Big Davy Crockett
Greeneville, Tennessee
Although bear-fighter Daniel Boone left his mark in East Tennessee, Davy Crockett (1786-1836) was the go-to guy when it came to thinning the local bear population. The theme song to the Davy Crockett TV series claimed that Crockett killed his first bear when he was three years old. That's unlikely, but no one doubted that the adult Crockett was a crack shot. He claimed to have killed 105 bears in a single year between 1825 and 1826, apparently during some downtime after he'd lost an 1825 election to become a Tennessee U.S. Representative in Washington, DC. His subsequent election in 1827 spared Tennessee's surviving bears, at least for a little while.
Crockett left his home state in 1835 to seek adventure (and land) in Texas.

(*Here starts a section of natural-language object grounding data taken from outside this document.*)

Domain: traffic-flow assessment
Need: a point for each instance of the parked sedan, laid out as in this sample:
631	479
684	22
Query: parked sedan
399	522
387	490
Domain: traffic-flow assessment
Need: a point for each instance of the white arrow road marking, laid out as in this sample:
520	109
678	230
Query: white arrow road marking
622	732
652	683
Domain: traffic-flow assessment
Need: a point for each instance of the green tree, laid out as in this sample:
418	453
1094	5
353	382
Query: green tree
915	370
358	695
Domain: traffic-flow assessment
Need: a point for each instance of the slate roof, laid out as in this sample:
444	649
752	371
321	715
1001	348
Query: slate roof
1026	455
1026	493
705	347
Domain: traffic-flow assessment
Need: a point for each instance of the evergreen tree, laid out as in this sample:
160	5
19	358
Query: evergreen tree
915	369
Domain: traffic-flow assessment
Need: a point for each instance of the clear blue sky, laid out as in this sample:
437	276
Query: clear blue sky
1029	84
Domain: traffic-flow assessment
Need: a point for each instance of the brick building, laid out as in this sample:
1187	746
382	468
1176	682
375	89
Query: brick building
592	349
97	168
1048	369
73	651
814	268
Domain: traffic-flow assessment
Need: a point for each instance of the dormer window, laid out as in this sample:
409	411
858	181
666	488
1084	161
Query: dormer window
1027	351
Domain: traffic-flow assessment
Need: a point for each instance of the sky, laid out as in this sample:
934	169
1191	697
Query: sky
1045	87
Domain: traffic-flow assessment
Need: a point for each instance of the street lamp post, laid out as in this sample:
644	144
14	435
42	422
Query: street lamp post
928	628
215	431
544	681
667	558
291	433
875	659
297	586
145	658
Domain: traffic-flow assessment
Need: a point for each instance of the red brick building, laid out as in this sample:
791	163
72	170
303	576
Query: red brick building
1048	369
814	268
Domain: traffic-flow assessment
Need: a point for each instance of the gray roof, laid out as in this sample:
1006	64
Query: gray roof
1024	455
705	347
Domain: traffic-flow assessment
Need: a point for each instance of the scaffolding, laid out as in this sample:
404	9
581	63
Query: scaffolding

He wound up fighting Mexicans instead of bears, and it did not end well.
On January 10, 2019, a 15-foot-tall statue of Crockett was erected outside a gas station convenience store named for the frontiersman, at the freeway exit nearest to his rural birthplace. Created by fiberglass sculptor Mark Cline, the statue depicts Crockett wearing his signature outfit -- buckskins and famous coonskin cap -- and holding a flintlock rifle, on the lookout for any wayward parking lot wildlife.